Que Justin Trudeau offre des excuses officielles ? « C’est totalement ridicule ! On aura tout vu. Franchement, là, c’est la première fois que j’en entends parler, mais j’ai de la difficulté à croire qu’il y a des gens qui pensent sérieusement à ça », s’indigne Marc Lalonde, 91 ans. En 1970, il était chef de cabinet de Pierre Elliott Trudeau.

C’est même lui qui s’est rendu physiquement à Québec et à Montréal pour faire signer des lettres officielles par le gouvernement Bourassa et l’administration du maire Drapeau. « Deux demandes formelles par écrit parce que Trudeau se disait que ces gens-là se devaient d’être engagés, car si la soupe devenait chaude, il ne pourrait offrir de réponses évasives. »

Trudeau père, malgré ce que son fameux « Just watch me » a pu laisser penser, était des plus réticents, insiste Lalonde. Il a pris cette décision à contrecœur : « Regardez toute l’histoire de cet homme-là, ses positions idéologiques, ses écrits antérieurs et tout ce que vous voudrez, ce n’était pas du tout dans sa ligne de pensée. »

De plus, il souligne que les arrestations ont été « essentiellement » faites par les forces policières de Montréal et la Sûreté du Québec, en vertu des pouvoirs qu’elles avaient.

Et si l’armée a débarqué au Québec, c’est encore une fois à la demande explicite du gouvernement Bourassa et de la Ville de Montréal : « On n’avait pas le choix ! La loi dit bien que si une province demande l’intervention de l’armée, le fédéral la met à la disposition de la province. »

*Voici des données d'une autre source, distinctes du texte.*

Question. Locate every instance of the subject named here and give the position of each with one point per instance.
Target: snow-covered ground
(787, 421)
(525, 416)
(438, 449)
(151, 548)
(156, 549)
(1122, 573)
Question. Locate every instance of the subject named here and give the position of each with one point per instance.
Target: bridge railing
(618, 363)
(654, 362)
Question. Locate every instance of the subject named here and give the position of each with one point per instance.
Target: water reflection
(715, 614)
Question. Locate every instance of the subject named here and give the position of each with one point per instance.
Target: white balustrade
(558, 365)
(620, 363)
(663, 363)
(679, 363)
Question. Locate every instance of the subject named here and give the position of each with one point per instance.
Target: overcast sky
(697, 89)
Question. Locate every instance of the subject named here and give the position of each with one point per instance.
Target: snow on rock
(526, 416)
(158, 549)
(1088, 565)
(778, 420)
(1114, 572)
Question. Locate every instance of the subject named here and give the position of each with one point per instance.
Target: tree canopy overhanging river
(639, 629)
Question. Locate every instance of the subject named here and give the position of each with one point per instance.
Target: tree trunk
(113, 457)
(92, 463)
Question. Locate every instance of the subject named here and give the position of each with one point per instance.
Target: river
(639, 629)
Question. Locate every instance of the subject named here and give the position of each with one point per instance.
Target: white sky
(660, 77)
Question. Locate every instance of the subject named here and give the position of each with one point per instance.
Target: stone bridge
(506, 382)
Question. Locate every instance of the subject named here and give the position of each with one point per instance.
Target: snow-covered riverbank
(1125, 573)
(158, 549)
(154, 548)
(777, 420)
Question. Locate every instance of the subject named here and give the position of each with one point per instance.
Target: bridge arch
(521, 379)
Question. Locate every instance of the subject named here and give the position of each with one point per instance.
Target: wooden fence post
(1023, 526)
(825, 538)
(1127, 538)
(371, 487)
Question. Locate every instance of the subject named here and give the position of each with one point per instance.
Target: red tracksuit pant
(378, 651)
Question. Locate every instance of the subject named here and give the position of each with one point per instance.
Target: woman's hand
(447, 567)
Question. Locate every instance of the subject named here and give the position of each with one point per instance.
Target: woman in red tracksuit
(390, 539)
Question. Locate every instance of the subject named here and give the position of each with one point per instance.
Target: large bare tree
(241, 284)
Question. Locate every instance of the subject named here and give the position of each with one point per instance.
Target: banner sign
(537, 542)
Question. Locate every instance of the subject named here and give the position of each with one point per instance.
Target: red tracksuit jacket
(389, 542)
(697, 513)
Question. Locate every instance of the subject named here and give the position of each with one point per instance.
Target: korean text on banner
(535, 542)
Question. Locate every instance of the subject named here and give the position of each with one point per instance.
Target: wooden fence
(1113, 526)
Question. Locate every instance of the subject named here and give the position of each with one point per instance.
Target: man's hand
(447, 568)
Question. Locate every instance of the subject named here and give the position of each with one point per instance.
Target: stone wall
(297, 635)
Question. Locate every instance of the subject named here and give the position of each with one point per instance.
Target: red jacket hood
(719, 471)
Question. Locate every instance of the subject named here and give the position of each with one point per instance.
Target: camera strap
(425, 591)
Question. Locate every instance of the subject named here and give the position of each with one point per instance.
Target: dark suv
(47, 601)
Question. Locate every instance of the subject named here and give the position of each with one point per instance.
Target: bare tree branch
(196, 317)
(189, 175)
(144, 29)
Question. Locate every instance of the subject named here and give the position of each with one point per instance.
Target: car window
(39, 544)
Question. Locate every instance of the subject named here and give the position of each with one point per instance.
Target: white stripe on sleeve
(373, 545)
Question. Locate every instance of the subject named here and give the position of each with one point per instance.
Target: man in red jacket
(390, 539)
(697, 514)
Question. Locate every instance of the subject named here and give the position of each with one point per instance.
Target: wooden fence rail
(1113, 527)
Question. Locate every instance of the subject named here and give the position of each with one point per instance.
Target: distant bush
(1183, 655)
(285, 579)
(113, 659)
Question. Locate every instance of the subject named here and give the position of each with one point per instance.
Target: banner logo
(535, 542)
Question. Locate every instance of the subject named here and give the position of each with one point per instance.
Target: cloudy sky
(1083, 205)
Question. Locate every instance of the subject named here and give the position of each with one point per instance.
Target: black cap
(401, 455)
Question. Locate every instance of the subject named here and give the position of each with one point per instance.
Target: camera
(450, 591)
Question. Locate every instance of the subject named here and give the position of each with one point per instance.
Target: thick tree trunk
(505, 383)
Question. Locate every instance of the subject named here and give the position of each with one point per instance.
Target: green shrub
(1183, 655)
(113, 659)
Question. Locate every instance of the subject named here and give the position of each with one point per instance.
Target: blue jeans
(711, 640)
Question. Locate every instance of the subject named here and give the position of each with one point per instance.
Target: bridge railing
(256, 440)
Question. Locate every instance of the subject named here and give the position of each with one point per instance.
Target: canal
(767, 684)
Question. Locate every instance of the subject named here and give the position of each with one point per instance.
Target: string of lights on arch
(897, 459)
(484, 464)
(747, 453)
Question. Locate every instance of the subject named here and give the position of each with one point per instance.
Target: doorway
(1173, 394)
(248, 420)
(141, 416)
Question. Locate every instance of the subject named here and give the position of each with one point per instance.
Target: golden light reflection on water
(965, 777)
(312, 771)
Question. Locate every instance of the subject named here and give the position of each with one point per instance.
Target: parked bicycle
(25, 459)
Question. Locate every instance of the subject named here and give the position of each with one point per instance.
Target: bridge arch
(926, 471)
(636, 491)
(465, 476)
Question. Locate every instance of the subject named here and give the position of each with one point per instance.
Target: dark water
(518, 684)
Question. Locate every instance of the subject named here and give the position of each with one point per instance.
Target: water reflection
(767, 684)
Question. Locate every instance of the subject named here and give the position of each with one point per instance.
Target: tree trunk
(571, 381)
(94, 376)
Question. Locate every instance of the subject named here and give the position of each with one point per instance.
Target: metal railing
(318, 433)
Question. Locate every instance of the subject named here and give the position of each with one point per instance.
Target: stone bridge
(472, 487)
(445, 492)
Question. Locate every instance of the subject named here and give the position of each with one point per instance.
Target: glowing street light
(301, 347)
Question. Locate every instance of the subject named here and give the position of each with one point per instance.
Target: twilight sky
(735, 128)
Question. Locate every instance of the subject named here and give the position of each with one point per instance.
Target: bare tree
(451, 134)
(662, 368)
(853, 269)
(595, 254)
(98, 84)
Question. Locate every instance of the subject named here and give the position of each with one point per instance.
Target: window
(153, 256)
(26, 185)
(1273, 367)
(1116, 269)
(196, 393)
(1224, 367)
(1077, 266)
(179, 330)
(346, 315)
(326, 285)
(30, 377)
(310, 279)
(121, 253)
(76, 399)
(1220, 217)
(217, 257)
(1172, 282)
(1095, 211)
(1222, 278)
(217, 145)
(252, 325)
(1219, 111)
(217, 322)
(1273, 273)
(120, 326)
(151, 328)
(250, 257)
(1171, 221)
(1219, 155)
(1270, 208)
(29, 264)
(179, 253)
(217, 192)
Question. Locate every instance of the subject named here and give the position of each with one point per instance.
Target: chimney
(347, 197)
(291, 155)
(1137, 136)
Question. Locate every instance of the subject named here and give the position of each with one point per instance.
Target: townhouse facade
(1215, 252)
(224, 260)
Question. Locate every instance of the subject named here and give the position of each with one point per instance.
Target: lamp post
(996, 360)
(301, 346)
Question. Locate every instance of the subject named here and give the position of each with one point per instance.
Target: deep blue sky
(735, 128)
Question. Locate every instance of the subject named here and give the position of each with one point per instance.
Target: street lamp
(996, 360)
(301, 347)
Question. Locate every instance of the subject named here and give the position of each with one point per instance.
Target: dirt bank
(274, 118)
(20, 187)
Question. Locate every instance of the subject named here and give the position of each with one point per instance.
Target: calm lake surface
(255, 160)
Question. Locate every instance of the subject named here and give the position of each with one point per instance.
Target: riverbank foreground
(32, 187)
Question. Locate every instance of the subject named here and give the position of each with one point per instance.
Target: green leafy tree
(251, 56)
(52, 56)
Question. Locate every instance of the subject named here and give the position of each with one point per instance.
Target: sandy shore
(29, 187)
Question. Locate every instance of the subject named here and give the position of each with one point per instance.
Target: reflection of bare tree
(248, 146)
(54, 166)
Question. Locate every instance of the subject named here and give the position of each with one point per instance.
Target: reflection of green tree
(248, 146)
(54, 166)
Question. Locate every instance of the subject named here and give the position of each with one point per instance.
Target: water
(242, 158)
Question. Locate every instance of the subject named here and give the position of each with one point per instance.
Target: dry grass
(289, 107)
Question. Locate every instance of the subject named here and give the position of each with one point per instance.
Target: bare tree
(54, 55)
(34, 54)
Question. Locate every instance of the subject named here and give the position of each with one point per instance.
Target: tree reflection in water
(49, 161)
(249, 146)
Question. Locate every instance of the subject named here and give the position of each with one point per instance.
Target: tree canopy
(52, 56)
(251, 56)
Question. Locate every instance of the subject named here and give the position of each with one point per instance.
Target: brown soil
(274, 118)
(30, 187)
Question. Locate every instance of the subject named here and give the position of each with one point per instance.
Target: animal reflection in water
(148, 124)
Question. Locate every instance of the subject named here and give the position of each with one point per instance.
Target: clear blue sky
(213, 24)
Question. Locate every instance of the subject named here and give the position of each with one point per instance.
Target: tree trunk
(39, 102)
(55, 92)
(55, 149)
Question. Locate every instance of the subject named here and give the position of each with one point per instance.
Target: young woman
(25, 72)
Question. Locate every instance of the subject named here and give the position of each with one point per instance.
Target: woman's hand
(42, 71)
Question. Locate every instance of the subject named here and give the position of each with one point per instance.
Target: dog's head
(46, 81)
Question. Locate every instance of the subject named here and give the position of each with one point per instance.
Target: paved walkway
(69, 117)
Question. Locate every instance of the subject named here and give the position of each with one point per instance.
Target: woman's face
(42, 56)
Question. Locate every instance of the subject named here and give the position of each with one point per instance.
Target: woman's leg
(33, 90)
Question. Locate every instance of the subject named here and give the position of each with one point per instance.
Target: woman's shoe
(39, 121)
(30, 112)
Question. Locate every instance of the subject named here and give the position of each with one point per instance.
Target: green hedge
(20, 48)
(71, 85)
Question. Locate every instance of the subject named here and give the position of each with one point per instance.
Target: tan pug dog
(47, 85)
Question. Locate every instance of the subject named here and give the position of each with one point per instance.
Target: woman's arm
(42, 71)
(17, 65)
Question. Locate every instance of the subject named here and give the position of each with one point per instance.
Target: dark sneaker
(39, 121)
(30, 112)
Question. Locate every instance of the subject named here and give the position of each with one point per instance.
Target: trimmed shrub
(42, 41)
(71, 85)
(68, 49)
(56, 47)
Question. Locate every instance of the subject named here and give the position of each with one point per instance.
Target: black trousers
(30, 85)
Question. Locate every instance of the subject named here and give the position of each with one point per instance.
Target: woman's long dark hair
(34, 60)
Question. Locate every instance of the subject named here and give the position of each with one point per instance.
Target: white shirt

Il concède que les arrestations arbitraires ont pu être traumatisantes, « et, d’ailleurs, Québec s’est déjà excusé peu après les faits », du temps du premier gouvernement Bourassa : « Ils ont accepté de payer des compensations pour des gens qui ont été arrêtés illégalement et sans raison. »

Indemnités

Louis Fournier confirme : 103 personnes sur les 497 ont reçu des dédommagements réclamés par l’ombudsman de l’époque, Louis Marceau, « 400 $ en moyenne ». En 1978, la chanteuse Pauline Julien a réussi à soutirer une compensation symbolique d’un dollar, « mais surtout, la reconnaissance que son arrestation était une erreur ». C’est un avocat, Claude Samson, qui a obtenu l’indemnité la plus importante, dès 1975 : 16 000 $ du ministère québécois de la Justice.

« N’empêche, Ottawa devrait reconnaître sa part de responsabilité et offrir des excuses », dit Louis Fournier, en rappelant qu’Eric Kierans, membre du cabinet Trudeau en 1970, avait soutenu que l’adoption de cette loi avait été une « immense injustice ».